Ann Comment left 25th July 2011 19:07:56
If it weren't for this article at this website, Mosanto would be bit better at "hiding," or least from being exposed. Information like this doesn't necessarily make it to the NY Times, despite the widespread use of glyphosate. Help keep the internet open and free.
Gary Comment left 7th September 2011 08:08:38
Anti-spam question - just to prove you are human How many legs does a cat have? Which brings up a story,My cat lost it's hair due to roundup.Nasty stuff!,It's agent orange,With a twist of lime.
Comment left 9th September 2011 09:09:21
Thank you Melissa, I know the words "Thank You" can never be adequate enough to describe my gratitude to you for all that you do. It can't be easy. I'm am so greatful that, when I woke up to the words of Monsanto, "Own the food, control the people" that you appeared. We all must help & carry a little of the message of what HARM the US government is secretly allowing to happen to our health and environment and seed safety, via Chemical companies mainly Monsanto aka "MonSatan" thru GE GMO & Roundup, just for starters. With Deepest Gratitude. Wendy 0:) Love, Wendy
James Pott Comment left 1st October 2011 07:07:21
there is a bothersome spelling error in this brief. ".......using various ploys bothering on deceit..." That really should be bordering on.
diane angelino Comment left 24th March 2012 17:05:07
MONSANTO IS EVIL AND MUST BE STOPPED. GET THEM OUT OF OUR GOVERNMENT AND OFF OUR LAND!!!

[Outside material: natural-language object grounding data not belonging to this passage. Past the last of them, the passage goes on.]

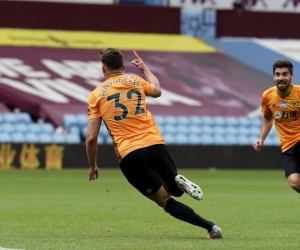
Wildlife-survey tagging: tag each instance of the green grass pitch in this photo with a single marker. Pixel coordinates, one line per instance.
(63, 210)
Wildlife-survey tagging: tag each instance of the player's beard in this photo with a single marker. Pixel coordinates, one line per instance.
(283, 85)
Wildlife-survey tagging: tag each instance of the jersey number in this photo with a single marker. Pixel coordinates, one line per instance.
(116, 98)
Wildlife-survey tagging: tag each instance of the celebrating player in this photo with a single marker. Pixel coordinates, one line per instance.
(144, 160)
(281, 104)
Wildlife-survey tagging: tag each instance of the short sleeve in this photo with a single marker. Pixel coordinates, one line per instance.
(147, 86)
(264, 105)
(93, 107)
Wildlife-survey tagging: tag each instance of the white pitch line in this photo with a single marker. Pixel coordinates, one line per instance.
(2, 248)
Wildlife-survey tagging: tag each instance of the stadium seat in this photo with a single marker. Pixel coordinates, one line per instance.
(45, 138)
(207, 120)
(195, 129)
(47, 128)
(181, 139)
(9, 118)
(31, 138)
(23, 118)
(230, 130)
(7, 128)
(219, 140)
(219, 130)
(170, 129)
(159, 119)
(207, 140)
(244, 140)
(70, 120)
(182, 129)
(171, 120)
(169, 139)
(72, 138)
(58, 138)
(4, 137)
(230, 140)
(34, 128)
(196, 120)
(82, 120)
(18, 137)
(206, 129)
(219, 121)
(22, 128)
(232, 121)
(194, 139)
(183, 120)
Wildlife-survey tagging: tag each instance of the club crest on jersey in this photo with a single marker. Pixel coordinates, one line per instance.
(294, 104)
(277, 114)
(282, 105)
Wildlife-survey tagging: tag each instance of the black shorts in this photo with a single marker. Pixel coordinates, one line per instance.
(146, 168)
(290, 160)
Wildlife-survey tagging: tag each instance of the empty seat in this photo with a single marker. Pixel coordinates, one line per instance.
(232, 121)
(207, 140)
(181, 139)
(72, 138)
(7, 128)
(82, 120)
(34, 128)
(21, 128)
(182, 129)
(31, 138)
(183, 120)
(207, 120)
(194, 139)
(207, 130)
(70, 120)
(170, 129)
(45, 138)
(18, 137)
(47, 128)
(159, 119)
(219, 120)
(171, 120)
(196, 120)
(58, 138)
(4, 137)
(9, 118)
(169, 139)
(194, 129)
(23, 118)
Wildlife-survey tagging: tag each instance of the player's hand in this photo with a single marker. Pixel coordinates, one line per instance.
(93, 173)
(138, 62)
(258, 145)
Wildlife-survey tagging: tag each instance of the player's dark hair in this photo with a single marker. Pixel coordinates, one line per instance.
(111, 58)
(283, 64)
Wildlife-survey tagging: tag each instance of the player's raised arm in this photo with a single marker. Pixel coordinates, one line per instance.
(139, 63)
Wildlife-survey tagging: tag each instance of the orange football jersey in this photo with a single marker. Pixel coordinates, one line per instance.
(286, 114)
(120, 102)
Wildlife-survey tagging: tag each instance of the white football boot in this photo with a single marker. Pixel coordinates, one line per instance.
(189, 187)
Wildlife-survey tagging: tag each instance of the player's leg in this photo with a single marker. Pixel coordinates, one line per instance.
(163, 163)
(165, 166)
(291, 164)
(184, 213)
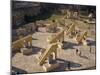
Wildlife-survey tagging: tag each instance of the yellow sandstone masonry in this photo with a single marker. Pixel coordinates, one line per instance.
(53, 48)
(16, 45)
(60, 36)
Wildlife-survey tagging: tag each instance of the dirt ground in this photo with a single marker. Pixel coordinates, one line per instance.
(29, 63)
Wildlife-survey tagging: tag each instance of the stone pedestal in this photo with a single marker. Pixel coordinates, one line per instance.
(26, 51)
(49, 67)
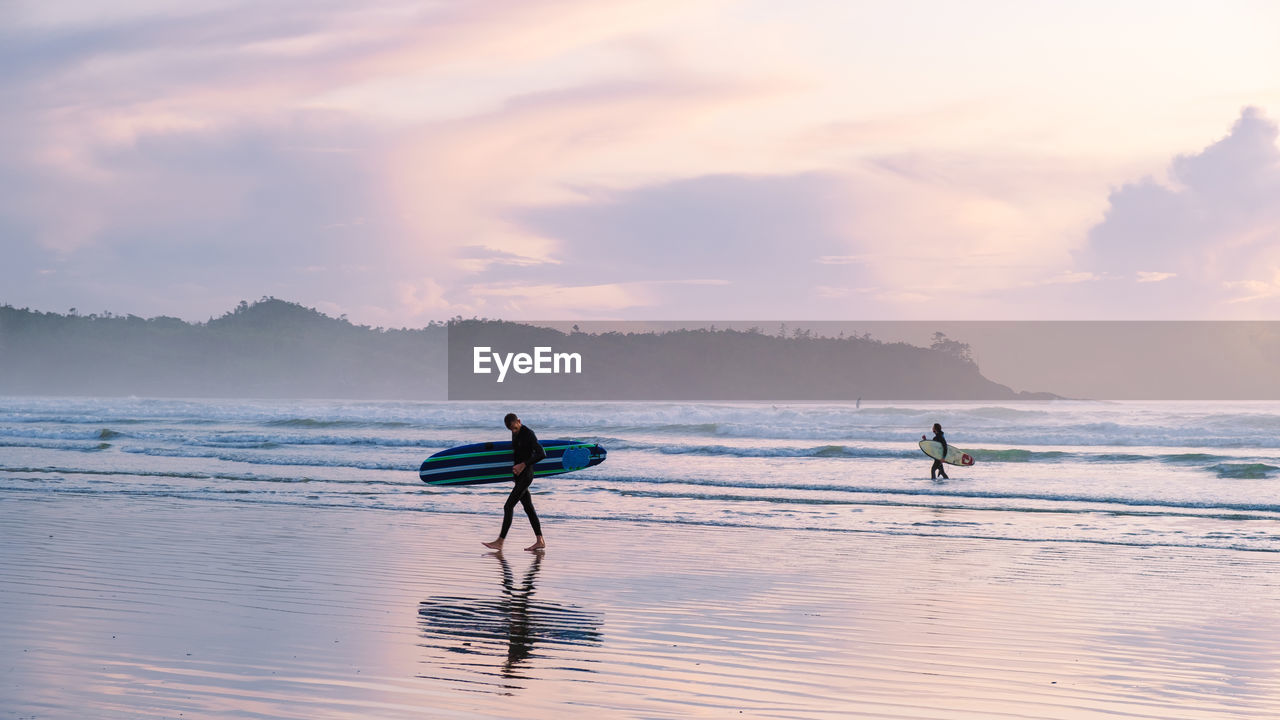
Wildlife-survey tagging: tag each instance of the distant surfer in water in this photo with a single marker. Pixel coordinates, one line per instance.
(525, 454)
(937, 464)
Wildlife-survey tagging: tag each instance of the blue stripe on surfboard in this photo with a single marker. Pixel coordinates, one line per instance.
(499, 472)
(452, 466)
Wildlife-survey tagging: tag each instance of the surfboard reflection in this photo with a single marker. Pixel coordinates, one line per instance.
(511, 625)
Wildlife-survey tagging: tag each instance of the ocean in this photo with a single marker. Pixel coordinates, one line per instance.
(1142, 474)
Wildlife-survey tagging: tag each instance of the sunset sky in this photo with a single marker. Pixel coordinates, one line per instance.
(401, 162)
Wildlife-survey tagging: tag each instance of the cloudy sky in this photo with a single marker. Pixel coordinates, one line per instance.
(401, 162)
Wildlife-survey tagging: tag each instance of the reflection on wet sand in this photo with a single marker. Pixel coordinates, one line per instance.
(511, 625)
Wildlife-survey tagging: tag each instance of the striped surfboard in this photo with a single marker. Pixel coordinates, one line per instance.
(490, 461)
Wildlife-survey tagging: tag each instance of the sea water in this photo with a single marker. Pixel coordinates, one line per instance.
(1176, 474)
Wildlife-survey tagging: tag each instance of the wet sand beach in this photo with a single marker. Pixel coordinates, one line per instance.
(168, 607)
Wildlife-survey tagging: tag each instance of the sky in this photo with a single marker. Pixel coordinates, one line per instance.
(403, 162)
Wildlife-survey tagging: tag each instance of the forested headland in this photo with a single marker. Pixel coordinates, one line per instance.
(278, 349)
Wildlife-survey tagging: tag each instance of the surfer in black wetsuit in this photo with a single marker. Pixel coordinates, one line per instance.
(525, 454)
(937, 464)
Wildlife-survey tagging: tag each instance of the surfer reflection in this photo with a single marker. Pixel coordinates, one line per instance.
(513, 619)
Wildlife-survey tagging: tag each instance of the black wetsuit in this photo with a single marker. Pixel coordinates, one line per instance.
(937, 464)
(524, 449)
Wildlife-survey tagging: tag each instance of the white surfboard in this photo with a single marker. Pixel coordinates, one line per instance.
(955, 456)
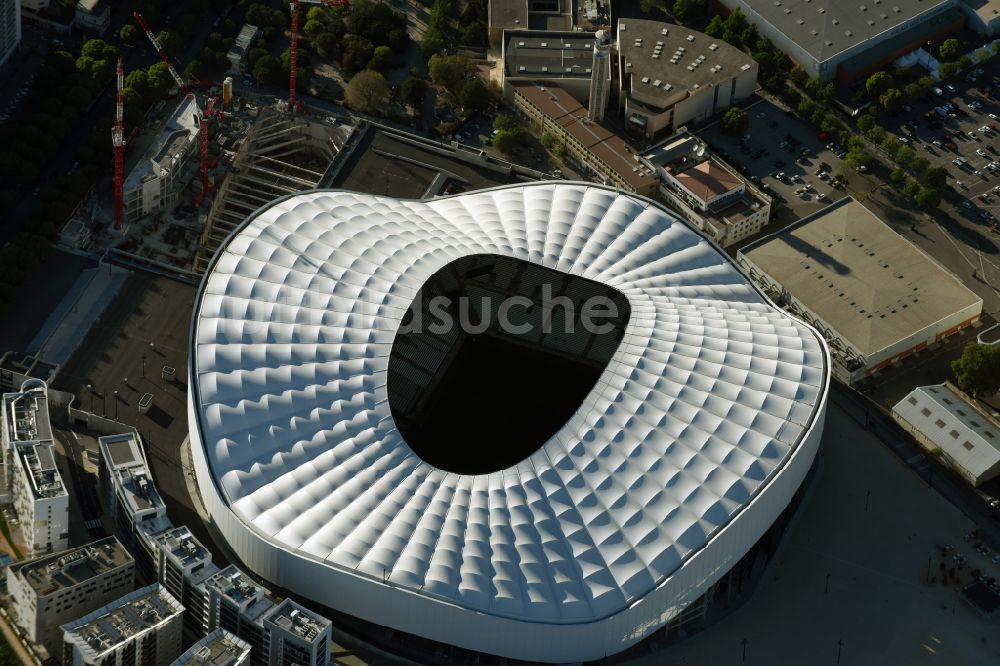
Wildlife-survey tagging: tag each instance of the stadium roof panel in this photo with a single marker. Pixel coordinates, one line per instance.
(709, 411)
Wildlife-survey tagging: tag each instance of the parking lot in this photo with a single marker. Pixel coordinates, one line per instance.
(785, 154)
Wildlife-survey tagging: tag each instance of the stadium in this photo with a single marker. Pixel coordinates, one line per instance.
(518, 483)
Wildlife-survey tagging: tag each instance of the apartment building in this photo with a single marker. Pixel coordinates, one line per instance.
(32, 480)
(50, 591)
(140, 629)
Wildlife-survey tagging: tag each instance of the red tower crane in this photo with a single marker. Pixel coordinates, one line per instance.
(163, 54)
(118, 141)
(293, 51)
(210, 115)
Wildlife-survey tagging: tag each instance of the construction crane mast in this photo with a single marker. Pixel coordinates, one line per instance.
(118, 141)
(181, 86)
(293, 51)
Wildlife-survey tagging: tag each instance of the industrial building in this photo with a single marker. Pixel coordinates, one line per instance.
(670, 76)
(605, 153)
(849, 40)
(874, 295)
(947, 423)
(131, 499)
(157, 180)
(142, 628)
(50, 591)
(631, 506)
(219, 648)
(706, 191)
(32, 482)
(10, 29)
(92, 16)
(297, 636)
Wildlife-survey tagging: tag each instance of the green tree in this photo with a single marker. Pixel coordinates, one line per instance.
(735, 121)
(951, 49)
(877, 84)
(367, 91)
(977, 371)
(473, 96)
(414, 92)
(928, 199)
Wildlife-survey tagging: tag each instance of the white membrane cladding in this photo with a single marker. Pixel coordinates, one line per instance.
(708, 397)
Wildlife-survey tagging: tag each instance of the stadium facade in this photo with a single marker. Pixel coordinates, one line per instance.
(704, 416)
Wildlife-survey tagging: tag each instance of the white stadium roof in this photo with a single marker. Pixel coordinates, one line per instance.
(693, 440)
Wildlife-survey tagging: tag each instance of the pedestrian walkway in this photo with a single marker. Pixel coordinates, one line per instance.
(82, 305)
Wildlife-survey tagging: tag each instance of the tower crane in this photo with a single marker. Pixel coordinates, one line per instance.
(181, 86)
(293, 51)
(118, 142)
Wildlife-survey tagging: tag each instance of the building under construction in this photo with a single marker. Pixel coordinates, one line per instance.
(282, 154)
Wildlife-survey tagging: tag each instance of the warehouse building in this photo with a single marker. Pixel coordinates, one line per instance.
(142, 628)
(670, 76)
(946, 422)
(50, 591)
(875, 296)
(849, 40)
(706, 191)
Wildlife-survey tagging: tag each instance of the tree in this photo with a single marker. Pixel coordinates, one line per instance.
(414, 92)
(877, 84)
(267, 70)
(380, 59)
(473, 96)
(950, 49)
(128, 33)
(450, 71)
(891, 99)
(367, 91)
(977, 371)
(735, 121)
(929, 199)
(935, 177)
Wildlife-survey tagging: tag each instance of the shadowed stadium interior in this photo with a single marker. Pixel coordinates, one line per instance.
(473, 396)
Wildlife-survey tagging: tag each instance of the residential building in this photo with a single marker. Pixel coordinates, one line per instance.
(602, 151)
(706, 191)
(132, 499)
(670, 76)
(565, 58)
(10, 29)
(947, 423)
(297, 637)
(142, 628)
(237, 54)
(32, 480)
(237, 604)
(50, 591)
(849, 40)
(93, 16)
(874, 296)
(155, 183)
(219, 648)
(184, 565)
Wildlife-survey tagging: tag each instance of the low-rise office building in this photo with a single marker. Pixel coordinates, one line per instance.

Dr.Douglas Laing Comment left 1st June 2012 06:06:55
Glyphosate is widely used in the oil palm industry and is still being recommended by grower organizations worldwide. It is cheap and very effecive in weed control and probably causing or exacerbating a suite of diseases including such devastating conditions as basal stem rot that is associated with the ascomycete fungus Ganoderma. Unfortunately high quality research on the subject in this world crop is very limited and vested interests are heavily weighing into the decision- making process. The progress being made,especially in Europe, in other crops and in animal production research is demonstrating the relationship of this highly active cation chelator to a wide range of pathologies.We were duped by Monsanto and many producers are now hooked on the stuff in unsustainable cropping systems. Just look at Professor Don Huber of Purdue on YouTube if you need convincing.I am very worried.